Keep a Small Surface – Webapp Isolation

Web application developers, in particular ones on a small team, are usually focused on the next feature or getting MVPs out, not security.

When security does come up, the focus is usually mitigating direct webapp attacks. We rely on Django or RoR‘s mechanisms for XSS/CSRF protection and password hashing. We turn to App Engine, Heroku, or traditional hosts for DDoS protection. And so on.

All of that is important and worth doing your due diligence on, but what’s the plan if/when your webapp gets entirely owned?

Here’s a way to mitigate the damages, something that is doable even when you are on a small team or working alone. There are nice side effects, too.

The webapp is at the top of the diagram, deployed in some manner such as AppEngine, a hosting company, an array of many appservers, etc. Whatever it is. The middle section represents message queues.
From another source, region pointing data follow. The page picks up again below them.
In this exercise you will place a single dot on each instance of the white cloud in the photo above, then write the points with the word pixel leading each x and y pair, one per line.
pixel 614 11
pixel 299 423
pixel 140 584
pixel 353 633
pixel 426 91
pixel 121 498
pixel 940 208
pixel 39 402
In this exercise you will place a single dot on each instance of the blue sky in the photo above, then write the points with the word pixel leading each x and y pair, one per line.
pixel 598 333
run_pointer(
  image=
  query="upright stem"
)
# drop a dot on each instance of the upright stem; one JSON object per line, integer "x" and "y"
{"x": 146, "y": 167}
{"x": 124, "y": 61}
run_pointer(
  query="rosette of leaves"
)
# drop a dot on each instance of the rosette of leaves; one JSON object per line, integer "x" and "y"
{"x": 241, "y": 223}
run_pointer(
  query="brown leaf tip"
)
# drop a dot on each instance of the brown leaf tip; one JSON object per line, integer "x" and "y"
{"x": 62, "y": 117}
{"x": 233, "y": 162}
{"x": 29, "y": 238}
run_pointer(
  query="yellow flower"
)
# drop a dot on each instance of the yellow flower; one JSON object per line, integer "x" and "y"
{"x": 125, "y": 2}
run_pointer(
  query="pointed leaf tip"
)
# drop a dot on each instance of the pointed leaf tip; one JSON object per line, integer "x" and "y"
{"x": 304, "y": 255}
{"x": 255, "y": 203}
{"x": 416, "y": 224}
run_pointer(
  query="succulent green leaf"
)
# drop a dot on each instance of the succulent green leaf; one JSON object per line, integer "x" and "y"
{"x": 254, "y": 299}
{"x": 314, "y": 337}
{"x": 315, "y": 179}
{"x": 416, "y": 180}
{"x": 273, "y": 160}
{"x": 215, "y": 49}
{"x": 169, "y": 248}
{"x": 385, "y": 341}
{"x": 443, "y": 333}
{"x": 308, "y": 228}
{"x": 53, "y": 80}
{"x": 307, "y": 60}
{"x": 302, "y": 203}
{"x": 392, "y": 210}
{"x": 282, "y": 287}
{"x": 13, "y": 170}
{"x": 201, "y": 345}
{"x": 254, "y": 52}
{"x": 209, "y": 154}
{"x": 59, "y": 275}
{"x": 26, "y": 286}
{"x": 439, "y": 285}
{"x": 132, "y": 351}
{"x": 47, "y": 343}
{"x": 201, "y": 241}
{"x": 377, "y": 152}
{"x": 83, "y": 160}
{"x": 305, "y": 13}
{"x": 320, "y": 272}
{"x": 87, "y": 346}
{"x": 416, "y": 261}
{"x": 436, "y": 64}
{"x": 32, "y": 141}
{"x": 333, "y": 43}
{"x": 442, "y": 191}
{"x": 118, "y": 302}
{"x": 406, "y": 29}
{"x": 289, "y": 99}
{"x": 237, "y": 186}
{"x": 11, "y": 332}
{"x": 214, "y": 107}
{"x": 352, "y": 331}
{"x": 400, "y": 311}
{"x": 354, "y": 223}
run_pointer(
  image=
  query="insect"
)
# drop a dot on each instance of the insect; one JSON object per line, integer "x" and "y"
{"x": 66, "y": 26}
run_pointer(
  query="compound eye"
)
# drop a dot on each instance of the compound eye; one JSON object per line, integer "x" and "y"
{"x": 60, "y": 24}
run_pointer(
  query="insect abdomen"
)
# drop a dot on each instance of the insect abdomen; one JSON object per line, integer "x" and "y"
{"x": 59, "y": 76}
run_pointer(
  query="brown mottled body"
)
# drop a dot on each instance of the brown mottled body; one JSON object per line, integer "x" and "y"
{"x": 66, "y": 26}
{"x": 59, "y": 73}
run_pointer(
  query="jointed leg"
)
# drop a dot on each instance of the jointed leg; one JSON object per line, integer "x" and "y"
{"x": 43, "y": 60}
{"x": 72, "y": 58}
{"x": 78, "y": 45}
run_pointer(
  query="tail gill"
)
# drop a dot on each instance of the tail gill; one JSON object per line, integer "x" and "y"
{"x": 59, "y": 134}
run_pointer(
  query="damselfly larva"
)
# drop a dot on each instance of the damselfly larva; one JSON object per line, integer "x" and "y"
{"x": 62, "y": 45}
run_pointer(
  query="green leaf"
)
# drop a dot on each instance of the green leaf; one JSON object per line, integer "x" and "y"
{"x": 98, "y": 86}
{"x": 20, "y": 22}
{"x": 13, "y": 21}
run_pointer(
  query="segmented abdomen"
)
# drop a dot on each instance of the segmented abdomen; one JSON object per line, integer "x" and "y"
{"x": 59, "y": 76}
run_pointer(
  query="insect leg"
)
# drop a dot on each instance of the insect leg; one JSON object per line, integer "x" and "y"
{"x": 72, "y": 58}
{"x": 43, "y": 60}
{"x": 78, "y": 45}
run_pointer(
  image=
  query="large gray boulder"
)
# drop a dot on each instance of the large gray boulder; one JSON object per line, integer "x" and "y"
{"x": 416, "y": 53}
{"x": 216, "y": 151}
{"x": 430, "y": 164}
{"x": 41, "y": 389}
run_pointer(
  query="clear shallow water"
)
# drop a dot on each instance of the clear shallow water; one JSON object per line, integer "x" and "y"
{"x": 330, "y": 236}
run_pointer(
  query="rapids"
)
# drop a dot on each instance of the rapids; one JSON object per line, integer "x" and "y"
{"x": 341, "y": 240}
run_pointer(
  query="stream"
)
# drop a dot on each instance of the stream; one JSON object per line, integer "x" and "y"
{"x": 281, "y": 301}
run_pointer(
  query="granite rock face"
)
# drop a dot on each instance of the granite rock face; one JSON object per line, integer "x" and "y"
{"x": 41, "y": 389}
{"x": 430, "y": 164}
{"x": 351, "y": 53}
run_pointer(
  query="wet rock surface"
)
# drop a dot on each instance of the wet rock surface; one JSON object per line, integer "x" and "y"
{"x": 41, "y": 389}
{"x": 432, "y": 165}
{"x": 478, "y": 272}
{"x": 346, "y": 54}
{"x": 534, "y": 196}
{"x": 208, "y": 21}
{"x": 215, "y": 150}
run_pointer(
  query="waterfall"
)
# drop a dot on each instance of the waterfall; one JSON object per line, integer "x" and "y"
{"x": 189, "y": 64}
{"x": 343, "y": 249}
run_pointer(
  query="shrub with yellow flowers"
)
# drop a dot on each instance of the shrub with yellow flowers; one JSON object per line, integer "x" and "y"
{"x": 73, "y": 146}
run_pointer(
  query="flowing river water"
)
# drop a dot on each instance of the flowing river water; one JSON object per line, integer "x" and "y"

The bottom is the “backend”, wherever the main application runs on the internet.

The boxes in grey at the top (Forms, Auth/Users, Cache, and Templates) are four things that are usually tied to the deployment/web-framework context.

That web-framework specific code calls on a portable API which has some functions implemented locally for anything time critical such as page generation (Colocated API impl).

And some functions that result in messages being sent asynchronously via the FORAPP queue for receipt by any number of application servers (Message based API impl).

If applicable, the main application responds to incoming messages via the FORWEB queue (again, this is happening outside of page generation, if it takes a few seconds this is not a problem). But the main application node(s) can also create messages for the webapp at any time (because of, say, administrator actions or scheduled events).

Yeah… big whoop. A lot of webapps make use of task queues, that is not all that interesting.

The key to this is the dotted lines: these represent the borders between three isolated security realms.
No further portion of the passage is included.